En bref, selon le raisonnement de la Cour de cassation, un employé ne peut être considéré comme valablement licencié pour faute grave et ne perd par conséquent son droit au paiement d’indemnités de licenciement (sous la forme d’indemnité de transition) que si son employeur peut faire valoir, pour ledit licenciement, l’existence d’une cause urgente et à condition par ailleurs qu’il puisse prouver que le comportement de l’employé est particulièrement condamnable.

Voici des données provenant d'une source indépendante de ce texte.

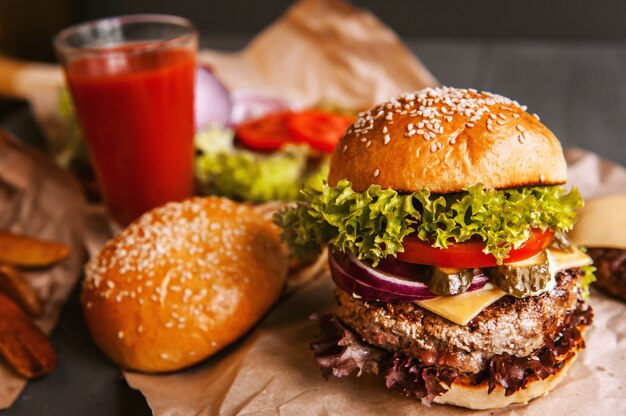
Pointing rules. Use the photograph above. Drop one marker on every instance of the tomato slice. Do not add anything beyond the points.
(319, 129)
(267, 133)
(469, 253)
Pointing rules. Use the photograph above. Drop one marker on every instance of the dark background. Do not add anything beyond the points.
(566, 59)
(26, 26)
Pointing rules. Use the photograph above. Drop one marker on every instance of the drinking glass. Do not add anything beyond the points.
(132, 83)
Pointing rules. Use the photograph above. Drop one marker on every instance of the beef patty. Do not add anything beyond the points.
(510, 325)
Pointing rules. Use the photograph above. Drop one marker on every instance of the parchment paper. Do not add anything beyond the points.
(324, 50)
(327, 50)
(272, 371)
(37, 198)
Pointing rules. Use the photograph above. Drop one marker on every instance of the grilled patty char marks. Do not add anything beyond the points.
(510, 325)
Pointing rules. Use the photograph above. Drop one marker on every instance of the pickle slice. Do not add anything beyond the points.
(447, 281)
(522, 279)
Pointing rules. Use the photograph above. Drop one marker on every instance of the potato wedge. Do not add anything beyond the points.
(13, 284)
(22, 344)
(20, 250)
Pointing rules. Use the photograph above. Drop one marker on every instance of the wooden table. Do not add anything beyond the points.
(578, 89)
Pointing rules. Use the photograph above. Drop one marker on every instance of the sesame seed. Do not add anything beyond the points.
(433, 107)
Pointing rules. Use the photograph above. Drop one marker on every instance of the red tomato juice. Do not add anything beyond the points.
(136, 111)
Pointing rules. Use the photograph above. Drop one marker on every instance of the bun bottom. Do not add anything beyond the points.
(475, 396)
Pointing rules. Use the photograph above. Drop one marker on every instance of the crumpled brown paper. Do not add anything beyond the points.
(272, 371)
(39, 199)
(325, 49)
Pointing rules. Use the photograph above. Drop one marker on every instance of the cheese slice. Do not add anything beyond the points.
(461, 309)
(562, 260)
(602, 223)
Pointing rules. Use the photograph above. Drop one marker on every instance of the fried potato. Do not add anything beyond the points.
(24, 251)
(22, 344)
(13, 284)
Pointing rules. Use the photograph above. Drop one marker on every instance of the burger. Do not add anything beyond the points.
(445, 224)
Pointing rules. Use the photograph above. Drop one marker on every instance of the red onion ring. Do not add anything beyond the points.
(248, 105)
(212, 100)
(354, 277)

Cette décision de la Cour de cassation est particulièrement déroutante. Ainsi, si un employeur peut justifier d’une cause urgente valable lui permettant de procéder à un licenciement pour faute grave fondé, ceci n’induit pas automatiquement que l’employé s’est rendu coupable d’agissements particulièrement condamnables.
Les conséquences pour le moins singulières et amères pour l’employeur de cette décision sont que l’existence d’une cause urgente justifiant le licenciement n’est pas forcément en soi suffisante pour refuser à l’employé le versement d’indemnités de licenciement (sous la forme d’indemnité de transition).

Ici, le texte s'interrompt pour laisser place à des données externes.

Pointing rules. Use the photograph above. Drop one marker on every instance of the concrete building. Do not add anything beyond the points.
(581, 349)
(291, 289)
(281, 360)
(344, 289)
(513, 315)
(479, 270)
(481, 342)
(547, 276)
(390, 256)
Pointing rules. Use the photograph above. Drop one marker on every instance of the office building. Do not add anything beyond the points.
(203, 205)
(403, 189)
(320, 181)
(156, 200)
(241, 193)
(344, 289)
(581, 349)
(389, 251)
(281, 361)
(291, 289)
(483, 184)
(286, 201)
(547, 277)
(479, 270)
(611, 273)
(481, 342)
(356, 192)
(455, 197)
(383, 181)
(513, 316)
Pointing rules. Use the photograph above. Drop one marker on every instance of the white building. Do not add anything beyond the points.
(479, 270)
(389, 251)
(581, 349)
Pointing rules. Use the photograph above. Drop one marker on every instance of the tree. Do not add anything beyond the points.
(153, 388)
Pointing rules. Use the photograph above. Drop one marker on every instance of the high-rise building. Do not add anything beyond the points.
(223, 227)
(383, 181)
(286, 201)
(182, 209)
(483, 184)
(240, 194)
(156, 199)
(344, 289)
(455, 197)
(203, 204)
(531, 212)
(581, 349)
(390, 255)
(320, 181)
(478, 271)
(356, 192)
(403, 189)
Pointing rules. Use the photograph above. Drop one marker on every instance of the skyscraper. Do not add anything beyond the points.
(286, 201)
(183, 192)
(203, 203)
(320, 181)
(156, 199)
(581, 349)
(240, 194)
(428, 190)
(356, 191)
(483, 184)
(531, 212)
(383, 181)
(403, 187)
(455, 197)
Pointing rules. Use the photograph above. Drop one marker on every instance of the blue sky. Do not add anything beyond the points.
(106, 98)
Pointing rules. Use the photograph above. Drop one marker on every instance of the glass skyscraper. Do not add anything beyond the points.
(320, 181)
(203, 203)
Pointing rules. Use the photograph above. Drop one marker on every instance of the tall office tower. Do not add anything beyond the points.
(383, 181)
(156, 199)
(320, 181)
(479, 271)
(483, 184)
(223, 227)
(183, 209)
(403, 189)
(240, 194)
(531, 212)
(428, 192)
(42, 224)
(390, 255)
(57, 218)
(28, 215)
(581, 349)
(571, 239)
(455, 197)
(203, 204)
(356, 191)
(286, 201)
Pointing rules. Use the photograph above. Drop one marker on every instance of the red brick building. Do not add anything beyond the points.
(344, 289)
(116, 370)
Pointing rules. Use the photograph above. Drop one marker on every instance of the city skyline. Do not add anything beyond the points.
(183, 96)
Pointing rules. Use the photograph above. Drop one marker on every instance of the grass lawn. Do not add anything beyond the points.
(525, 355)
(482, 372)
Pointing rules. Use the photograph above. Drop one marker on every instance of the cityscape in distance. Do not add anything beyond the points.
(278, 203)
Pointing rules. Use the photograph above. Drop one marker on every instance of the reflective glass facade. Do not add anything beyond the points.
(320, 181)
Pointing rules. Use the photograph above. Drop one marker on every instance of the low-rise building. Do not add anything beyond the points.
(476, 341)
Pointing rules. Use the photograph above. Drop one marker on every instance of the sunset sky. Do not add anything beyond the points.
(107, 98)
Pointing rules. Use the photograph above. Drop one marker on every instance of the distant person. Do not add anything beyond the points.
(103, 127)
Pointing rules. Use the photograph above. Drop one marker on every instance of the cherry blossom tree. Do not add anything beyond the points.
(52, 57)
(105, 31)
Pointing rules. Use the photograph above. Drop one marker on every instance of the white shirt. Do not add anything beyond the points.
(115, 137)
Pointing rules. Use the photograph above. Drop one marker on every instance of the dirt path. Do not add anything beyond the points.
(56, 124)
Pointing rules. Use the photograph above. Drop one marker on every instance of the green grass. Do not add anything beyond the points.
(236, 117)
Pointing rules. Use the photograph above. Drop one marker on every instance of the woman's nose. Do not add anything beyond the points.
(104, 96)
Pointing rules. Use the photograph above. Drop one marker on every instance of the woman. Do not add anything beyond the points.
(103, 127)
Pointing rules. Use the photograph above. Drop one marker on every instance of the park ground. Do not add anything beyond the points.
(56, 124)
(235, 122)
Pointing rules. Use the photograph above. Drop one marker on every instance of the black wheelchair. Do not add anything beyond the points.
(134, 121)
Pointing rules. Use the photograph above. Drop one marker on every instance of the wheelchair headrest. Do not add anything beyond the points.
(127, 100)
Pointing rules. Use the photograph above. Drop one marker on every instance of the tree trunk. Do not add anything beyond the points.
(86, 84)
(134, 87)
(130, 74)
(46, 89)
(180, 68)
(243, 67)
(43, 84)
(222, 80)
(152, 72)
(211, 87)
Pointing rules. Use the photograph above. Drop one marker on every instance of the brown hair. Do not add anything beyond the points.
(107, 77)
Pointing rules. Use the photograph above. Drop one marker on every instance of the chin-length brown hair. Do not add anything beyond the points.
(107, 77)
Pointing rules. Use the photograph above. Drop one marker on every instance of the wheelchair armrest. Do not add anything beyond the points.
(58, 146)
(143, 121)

Les décisions de la Cour de cassation des Pays-Bas font office de principes directeurs pour les juridictions inférieures qui, dans la pratique, devront appliquer les leçons de l’arrêt discuté ci-avant de la Cour de cassation. Ces décisions sont parfois constitutives d’une jurisprudence surprenante.

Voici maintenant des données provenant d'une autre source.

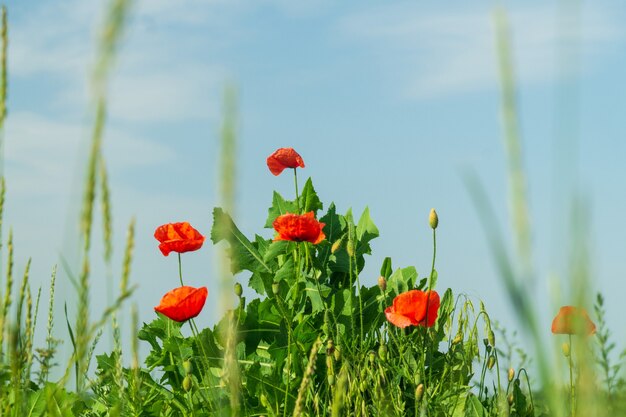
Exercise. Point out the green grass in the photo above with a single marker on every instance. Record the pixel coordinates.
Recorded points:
(312, 341)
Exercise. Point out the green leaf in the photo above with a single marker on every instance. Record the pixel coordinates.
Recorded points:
(279, 247)
(309, 201)
(286, 272)
(473, 407)
(334, 224)
(366, 230)
(313, 294)
(386, 270)
(36, 404)
(279, 207)
(433, 280)
(243, 254)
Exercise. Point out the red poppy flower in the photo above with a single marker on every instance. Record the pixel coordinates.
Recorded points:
(409, 309)
(299, 228)
(284, 158)
(178, 237)
(572, 320)
(182, 303)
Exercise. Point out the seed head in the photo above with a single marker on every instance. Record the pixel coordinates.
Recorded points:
(382, 283)
(433, 219)
(187, 383)
(238, 289)
(188, 368)
(566, 349)
(419, 392)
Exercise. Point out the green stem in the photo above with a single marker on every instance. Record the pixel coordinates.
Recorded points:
(295, 178)
(180, 270)
(571, 376)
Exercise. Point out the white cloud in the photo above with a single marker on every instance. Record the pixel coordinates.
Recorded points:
(439, 53)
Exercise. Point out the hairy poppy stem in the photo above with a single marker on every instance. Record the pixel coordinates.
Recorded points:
(295, 179)
(571, 378)
(180, 270)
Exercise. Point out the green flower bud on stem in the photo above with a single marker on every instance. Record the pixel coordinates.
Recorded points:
(382, 352)
(566, 350)
(187, 382)
(511, 374)
(337, 354)
(371, 356)
(382, 283)
(350, 247)
(238, 289)
(433, 219)
(419, 392)
(187, 367)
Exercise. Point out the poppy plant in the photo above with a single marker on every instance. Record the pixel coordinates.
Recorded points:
(572, 320)
(299, 228)
(409, 309)
(182, 303)
(178, 237)
(284, 158)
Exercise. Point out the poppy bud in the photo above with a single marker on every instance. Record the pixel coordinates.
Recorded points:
(382, 352)
(566, 349)
(187, 367)
(419, 392)
(350, 247)
(511, 374)
(382, 283)
(418, 378)
(363, 386)
(187, 383)
(433, 219)
(372, 356)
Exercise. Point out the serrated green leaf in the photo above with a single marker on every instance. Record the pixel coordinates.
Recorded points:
(243, 254)
(279, 207)
(366, 230)
(385, 269)
(278, 248)
(473, 407)
(312, 292)
(309, 201)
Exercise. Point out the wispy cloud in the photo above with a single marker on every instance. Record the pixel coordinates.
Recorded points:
(441, 52)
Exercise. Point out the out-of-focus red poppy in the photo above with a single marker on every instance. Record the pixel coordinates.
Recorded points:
(182, 303)
(299, 228)
(572, 320)
(178, 237)
(409, 309)
(284, 158)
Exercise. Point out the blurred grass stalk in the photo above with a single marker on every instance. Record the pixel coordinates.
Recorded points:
(230, 371)
(518, 272)
(117, 14)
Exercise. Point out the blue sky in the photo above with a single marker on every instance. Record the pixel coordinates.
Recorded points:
(389, 105)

On peut, dans ce cadre, citer l’exemple d’une procédure qui avait été engagée devant le tribunal d’Amsterdam.
Un employeur (le directeur d’une entreprise de transport) fut menacé par l’un des chauffeurs qui travaillaient pour lui. Pour cette raison, il licencia le chauffeur en question pour faute grave. L’employé ne contesta pas la validité du licenciement mais réclama des indemnités de licenciement (sous la forme d’indemnité de transition). Bien que le juge estima fondé le licenciement pour faute grave, celui-ci condamna malgré tout l’employeur à verser à l’employé une indemnité de transition.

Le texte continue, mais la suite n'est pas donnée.